Chinthana Vidanage

Personal information
- Full name: Chinthana Geetal Vidanage Vidanage
- Nationality: Sri Lankan
- Born: 31 December 1981 (age 44) Polonnaruwa, Sri Lanka
- Weight: 68.81 kg (151.7 lb)

Sport
- Country: Sri Lanka
- Sport: Weightlifting
- Weight class: 69 kg
- Team: National team

Medal record
Men's weightlifting
Representing Sri Lanka
Commonwealth Games
| Gold medal – first place | 2006 Melbourne | 62 kg |
| Silver medal – second place | 2010 Delhi | 69 kg |
Commonwealth Championships
| Bronze medal – third place | 2021 Tashkent | 81 kg |

= Chinthana Vidanage =

Sri Lankan weightlifter

Chinthana Geetal Vidanage (born 31 December 1981) is a Sri Lankan weightlifter. He won a gold medal in the men's 62 kg category weightlifting; the first weightlifting gold medal for Sri Lanka in the 2006 Commonwealth Games held in Melbourne, Australia. In, 2011 Vidanage was banned for four years for violating anti-doping rules.

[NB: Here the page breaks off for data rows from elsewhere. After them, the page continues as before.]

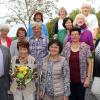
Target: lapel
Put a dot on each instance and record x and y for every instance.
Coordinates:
(4, 56)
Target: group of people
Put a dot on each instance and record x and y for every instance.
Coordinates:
(61, 67)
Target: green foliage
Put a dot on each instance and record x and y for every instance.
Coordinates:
(98, 16)
(74, 13)
(51, 27)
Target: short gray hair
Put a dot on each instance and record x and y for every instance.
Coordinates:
(75, 21)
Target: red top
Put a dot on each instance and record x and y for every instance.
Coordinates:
(74, 67)
(9, 40)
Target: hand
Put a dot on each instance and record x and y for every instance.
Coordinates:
(65, 98)
(87, 82)
(41, 94)
(83, 44)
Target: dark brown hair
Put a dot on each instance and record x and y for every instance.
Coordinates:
(21, 29)
(24, 44)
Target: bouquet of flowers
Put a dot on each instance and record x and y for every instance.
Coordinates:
(23, 74)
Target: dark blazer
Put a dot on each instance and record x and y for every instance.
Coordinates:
(96, 70)
(7, 60)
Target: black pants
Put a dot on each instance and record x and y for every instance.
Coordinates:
(77, 91)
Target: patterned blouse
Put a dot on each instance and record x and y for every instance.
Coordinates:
(84, 54)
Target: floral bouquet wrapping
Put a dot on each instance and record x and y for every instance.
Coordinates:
(23, 74)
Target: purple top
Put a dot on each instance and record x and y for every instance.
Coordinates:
(1, 64)
(86, 36)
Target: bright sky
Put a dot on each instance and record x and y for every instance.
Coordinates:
(68, 4)
(73, 4)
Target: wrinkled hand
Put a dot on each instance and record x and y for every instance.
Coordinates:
(65, 98)
(86, 82)
(21, 87)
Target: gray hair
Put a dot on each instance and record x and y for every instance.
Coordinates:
(78, 15)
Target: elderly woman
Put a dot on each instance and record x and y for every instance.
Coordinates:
(21, 36)
(38, 48)
(96, 71)
(67, 24)
(55, 74)
(91, 19)
(4, 39)
(86, 35)
(23, 90)
(60, 31)
(78, 56)
(38, 17)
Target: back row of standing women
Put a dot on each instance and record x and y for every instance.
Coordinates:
(63, 71)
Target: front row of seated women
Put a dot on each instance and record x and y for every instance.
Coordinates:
(65, 72)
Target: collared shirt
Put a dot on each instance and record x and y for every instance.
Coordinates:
(84, 55)
(1, 64)
(56, 77)
(38, 49)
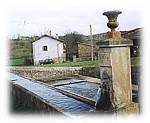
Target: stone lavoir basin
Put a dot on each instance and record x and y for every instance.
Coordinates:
(72, 96)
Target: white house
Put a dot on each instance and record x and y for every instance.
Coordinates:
(47, 47)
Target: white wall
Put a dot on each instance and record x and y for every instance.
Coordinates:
(55, 49)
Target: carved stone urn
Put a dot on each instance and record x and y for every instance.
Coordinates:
(113, 24)
(112, 17)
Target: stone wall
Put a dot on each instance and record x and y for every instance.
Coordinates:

He was born in Polonnaruwa. Vidanage was a student of Polonnaruwa Royal Central College.

Vidanage has qualified to compete for Sri Lanka at the 2022 Commonwealth Games in Birmingham, England.

==Drugs==
A urine sample provided by Vidanage in April 2011 at the 2011 Asian Weightlifting Championships in China was found to have metabolites of two methylhexanamine, which is banned by the World Anti-Doping Agency. Vidanage admitted taking the drug "unknowingly". The International Weightlifting Federation subsequently banned him for four years.